In the United States, the challenges are larger, though perhaps less daunting. Coal’s share of the electricity supply has already been falling, from 50 percent ten years ago to 35 percent in 2014. Solar power is growing so fast, and is so labor-intensive, that it employs twice as many workers as coal and is adding jobs twenty times faster than the national economy. Reducing demand for electricity by insulating buildings is another fast, labor-intensive way to offset forgone coal power. All of which suggests that keeping the lights on and people employed while phasing out coal should be possible.

The United States has successfully navigated similar transitions in the past, starting with none other than tobacco. When the government decided in 2004 to stop subsidizing the growing of tobacco, it established the Tobacco Transition Payment Program to distribute $9.6 billion over ten years to help farmers switch to other crops.

Washington also managed the closing of military bases at the end of the Cold War. Tom Sanzillo was a senior analyst in the New York City comptroller’s office when construction of the Staten Island Homeport was halted in 1990. Experts arrived from the Defense Department’s Office of Economic Adjustment and “did very thorough assessments—this is where the port does its contracting, this is where the workers live and shop, these are the businesses that will be affected,” he recalls. “They wrote checks to the businesses, the workers got re-deployed in other jobs, and the city of New York got some fiscal payments.”

Sanzillo, who later served as deputy comptroller of New York State, urges the same approach for the impending closure of a coal plant near Buffalo owned by NRG Energy, one of the largest power-generating companies in the United States. The Huntley plant’s approximately 70 workers could work in nearby NRG plants or public hydropower facilities. A tiny portion of the state’s $5 billion budget surplus could keep vital public services operating until local economies bounce back. “Ten million dollars a year to keep the schools open, that’s nothing,” he says. “If you give yourself two or three years to make these transitions, nobody has to get hurt.”

The challenge is greatest in Appalachia, the heart of coal country. “Appalachia deserves federal assistance, because all Americans have benefitted for 100 years from the hard work and environmental and economic sacrifices made here,” says Mary Anne Hitt, director of the Sierra Club’s “Beyond Coal” campaign.

Obama’s 2016 budget proposes spending $1.1 billion to assist communities hurt by the decline of coal, but Kentucky’s powerful congressional caucus is unimpressed.  Mitch McConnell, the Senate majority leader, has called Obama’s proposal “cold comfort” after the president’s “war on coal” had thrown 8,000 miners out of work, but said it should nevertheless be “seriously considered.” Republican Hal Rogers, chair of the House Appropriations Committee, struck a similar tone.

But Rogers, along with Democratic governor Steve Beshear, has launched a bipartisan effort, Saving Our Appalachian Region, that could chart a new course.
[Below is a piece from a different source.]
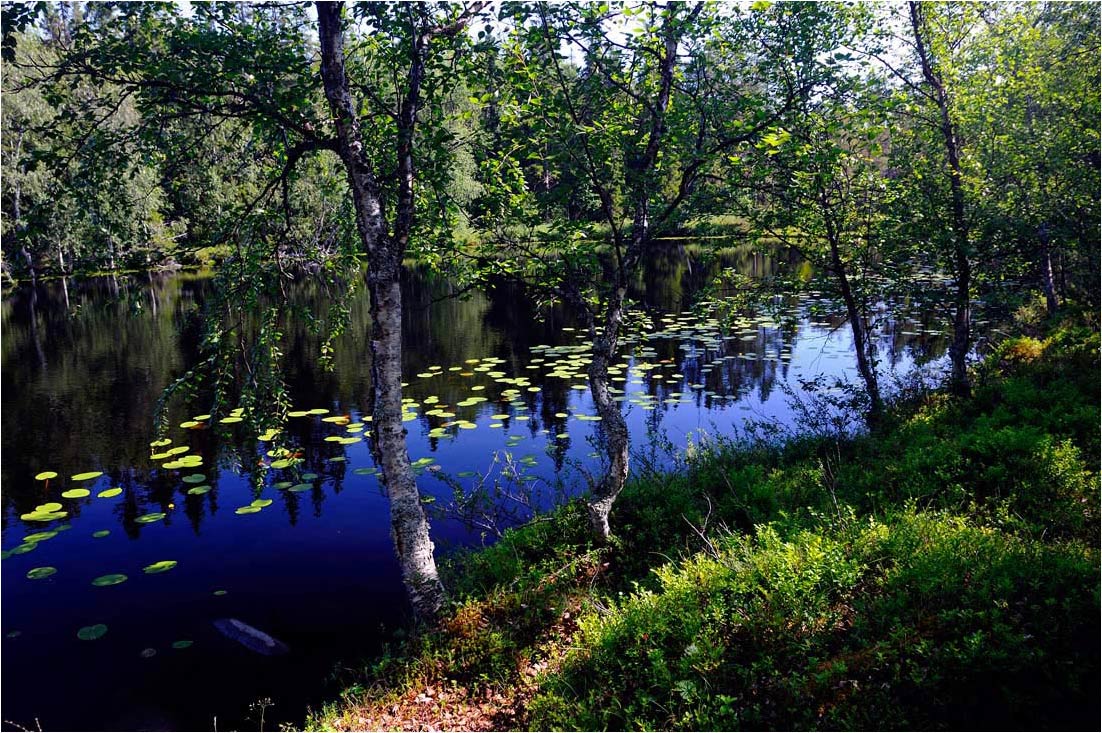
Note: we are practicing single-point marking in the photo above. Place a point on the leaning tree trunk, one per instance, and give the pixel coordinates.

For example, if Kentucky implemented the same renewable-energy policies enacted across the river in neighboring Ohio, it could create 28,000 jobs by 2022, according to a study released by the Mountain Association for Community Economic Development—three times more than the lost coal jobs cited by McConnell. Asked if they would support such a policy, neither McConnell nor Rogers responded.
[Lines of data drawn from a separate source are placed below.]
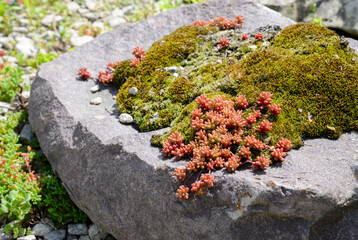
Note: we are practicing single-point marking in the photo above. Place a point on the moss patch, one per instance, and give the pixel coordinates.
(309, 69)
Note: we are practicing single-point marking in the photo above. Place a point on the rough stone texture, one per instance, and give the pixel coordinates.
(96, 233)
(337, 14)
(77, 229)
(56, 235)
(29, 237)
(126, 186)
(41, 229)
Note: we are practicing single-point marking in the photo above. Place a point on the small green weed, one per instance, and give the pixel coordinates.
(56, 200)
(10, 77)
(19, 185)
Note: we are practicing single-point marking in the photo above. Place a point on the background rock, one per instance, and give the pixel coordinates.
(336, 14)
(126, 186)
Phasing out coal won’t be easy, but it can be done. It requires careful planning, wise spending and unwavering determination. America’s political leaders must make it clear, as Britain’s have done, that coal is being retired, period, and the country is moving in a new, better direction. But that means facing facts that some would rather ignore. “Nobody wants to have this conversation—not politicians, not businesses, not NGOs,” says Sanzillo, “because it means accepting that coal isn’t coming back.”